But I—as well as some of my peers, judging by how quickly they were moving through the game—felt compelled to play as fast as possible in order to finalize our reviews and vomit out impressions, balancing expediency with our professional obligation to examine products with a discerning eye. For the first eight levels, I did everything: explored every nook and cranny, checked off every secret, claimed every weapon upgrade point. After that, feeling crunched for time, I switched gears, barreling through remaining missions so I could beat the campaign and spend time on the other two modes.
Charging through a game like Doom is like allocating one day to tour Disney World. Except you have to, because if you don't, someone else will hug Anna and Elsa first.
There's a reason Doom's campaign turned so many heads, and not just because it's magnificent.
Popular consensus says that early reviews translate to publisher confidence, while late ones are tantamount to bunkers where publishers can take cover when critics and consumers drop nukes on total duds.
That's not always the case.

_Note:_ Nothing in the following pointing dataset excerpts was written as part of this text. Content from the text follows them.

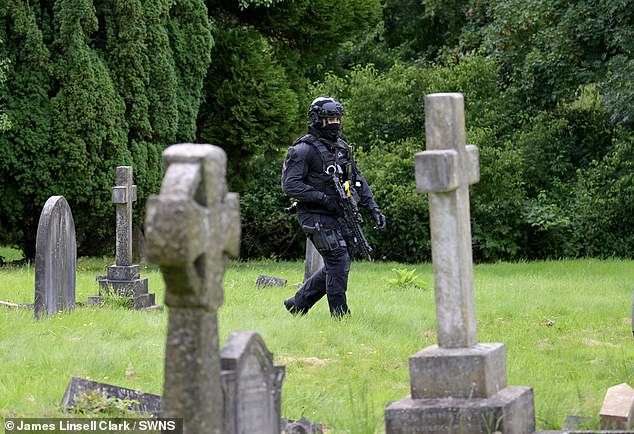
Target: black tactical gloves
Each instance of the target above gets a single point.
(330, 203)
(379, 219)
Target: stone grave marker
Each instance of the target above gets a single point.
(145, 402)
(253, 385)
(191, 227)
(55, 258)
(123, 278)
(617, 408)
(459, 385)
(264, 281)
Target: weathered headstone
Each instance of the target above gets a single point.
(618, 408)
(55, 258)
(313, 261)
(263, 281)
(140, 402)
(123, 278)
(191, 227)
(458, 385)
(253, 385)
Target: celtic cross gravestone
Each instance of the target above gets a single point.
(191, 227)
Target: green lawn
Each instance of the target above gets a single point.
(566, 326)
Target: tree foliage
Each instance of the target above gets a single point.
(94, 85)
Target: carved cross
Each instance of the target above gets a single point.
(191, 227)
(123, 195)
(445, 171)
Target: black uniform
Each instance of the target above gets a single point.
(305, 179)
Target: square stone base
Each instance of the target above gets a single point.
(510, 411)
(475, 372)
(124, 281)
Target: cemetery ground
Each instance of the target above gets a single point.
(566, 326)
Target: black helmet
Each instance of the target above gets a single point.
(324, 107)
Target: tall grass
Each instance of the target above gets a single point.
(566, 326)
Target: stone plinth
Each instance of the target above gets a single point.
(124, 281)
(618, 408)
(481, 370)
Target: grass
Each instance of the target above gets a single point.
(566, 326)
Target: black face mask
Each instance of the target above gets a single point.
(330, 131)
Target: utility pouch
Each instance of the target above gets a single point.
(324, 239)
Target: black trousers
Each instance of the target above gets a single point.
(332, 279)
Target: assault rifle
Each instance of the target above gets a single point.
(351, 214)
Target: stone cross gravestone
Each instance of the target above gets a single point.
(55, 258)
(457, 385)
(124, 277)
(191, 227)
(252, 384)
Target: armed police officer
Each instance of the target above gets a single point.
(307, 176)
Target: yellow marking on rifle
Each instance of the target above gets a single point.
(346, 187)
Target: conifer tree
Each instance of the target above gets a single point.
(24, 168)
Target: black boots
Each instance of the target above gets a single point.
(290, 305)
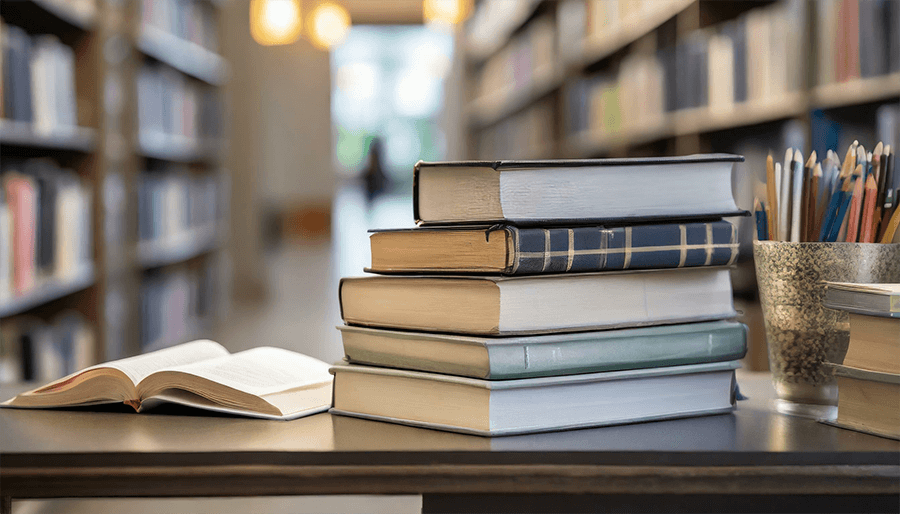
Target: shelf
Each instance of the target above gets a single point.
(22, 135)
(484, 112)
(598, 48)
(499, 35)
(52, 289)
(856, 92)
(185, 56)
(47, 16)
(153, 254)
(176, 148)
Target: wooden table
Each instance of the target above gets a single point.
(752, 460)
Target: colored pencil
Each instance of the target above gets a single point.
(797, 197)
(784, 202)
(855, 210)
(843, 203)
(813, 221)
(762, 231)
(771, 197)
(890, 233)
(866, 236)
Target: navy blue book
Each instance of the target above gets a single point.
(511, 250)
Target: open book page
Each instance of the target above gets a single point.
(139, 367)
(261, 371)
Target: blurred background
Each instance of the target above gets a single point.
(181, 169)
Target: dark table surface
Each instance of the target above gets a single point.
(48, 453)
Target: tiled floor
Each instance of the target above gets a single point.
(300, 315)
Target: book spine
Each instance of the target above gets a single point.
(585, 249)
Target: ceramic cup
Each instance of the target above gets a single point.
(801, 333)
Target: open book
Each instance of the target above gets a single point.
(269, 383)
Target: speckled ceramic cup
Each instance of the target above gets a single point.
(801, 333)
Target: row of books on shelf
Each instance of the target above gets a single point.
(526, 134)
(176, 305)
(45, 225)
(176, 206)
(868, 376)
(38, 85)
(174, 110)
(713, 69)
(857, 38)
(33, 349)
(556, 304)
(529, 58)
(191, 20)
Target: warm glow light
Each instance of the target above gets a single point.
(446, 11)
(275, 22)
(328, 25)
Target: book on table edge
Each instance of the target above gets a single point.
(502, 358)
(511, 250)
(535, 304)
(867, 401)
(264, 382)
(509, 407)
(575, 191)
(868, 299)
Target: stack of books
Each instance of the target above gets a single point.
(869, 377)
(547, 295)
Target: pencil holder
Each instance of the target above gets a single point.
(801, 333)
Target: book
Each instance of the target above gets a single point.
(575, 191)
(867, 401)
(507, 407)
(265, 382)
(874, 343)
(869, 299)
(495, 305)
(502, 358)
(511, 250)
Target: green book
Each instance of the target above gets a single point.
(499, 358)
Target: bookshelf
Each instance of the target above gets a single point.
(639, 78)
(100, 146)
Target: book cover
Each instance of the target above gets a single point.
(502, 358)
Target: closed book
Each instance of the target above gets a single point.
(502, 358)
(494, 305)
(867, 401)
(581, 191)
(507, 407)
(511, 250)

Erik Kain of Forbes.com pointed out that Ubisoft has a habit of stretching embargoes until the last minute. Child of Light, Rayman Legends, and South Park: The Stick of Truth had launch-day embargoes and garnered reviews on the high end of the scale.
Still, the point is that passing out review copies early indicates confidence, another strike against Doom as it rounded the corner to May 13th. Its multiplayer beta from earlier in the year made players recoil due to its blandness, and handing out review codes to the press on the day of release, rather than well beforehand, seemed an implicit admission of guilt: Doom was going to be a disaster.
But it wasn't. Sure, SnapMap can only dig so deep, and the multiplayer is competent if flavorless, but the campaign is a masterclass of new-meets-classic design, and carried the weight of the Complete Package. Bethesda's decision to build a wall between critics and early review copies constituted poor marketing, plain and simple, and did a great game a disservice.
Giant Bomb's Jeff Gerstmann pointed out that harvesting a bountiful crop of high scores on day one lets publishers shoot their game to the top of Metacritic's charts, and gives them occasion to regale investors and boost or stabilize stock prices. Not all releases have endings worth of a Disney animated film.
Ben Kuchera made waves in 2014 when he wrote a piece for Polygon accusing Ubisoft of "weaponizing" embargoes by restricting reviews of Assassin's Creed Unity until noon on November 11, the day the game launched—thereby tying critics' hands so they were unable to warn consumers that the game was an unmitigated disaster, and one of the most broken high-profile games of the then-new generation of game consoles.
Flouting such transgressive restrictions is an option, but not a viable one. Breaking an embargo usually results in a blacklist, barring offending outlets from review copies and bleeding them of page views. Bethesda's non-embargo embargo on Doom was just as bad. Either the publisher lacked confidence in id Software's product, or it evinced a blatant disregard for the service critics provide.
Publishers are in the enviable position of being able to play the field. They believe they no longer need critics, at least not like they used to when magazines and primeval online review outlets were the only sources of feedback for consumers. They negotiate fetching pre-order bonuses like early access to content and exclusive in-game items so that if a game bombs commercially, they still manage to cash in a few million before word gets out.
Streaming platforms collectively represent another alternative for publishers—some captained by independent streamers, and other hosted by publishers, circumventing middle men to shill directly to consumers.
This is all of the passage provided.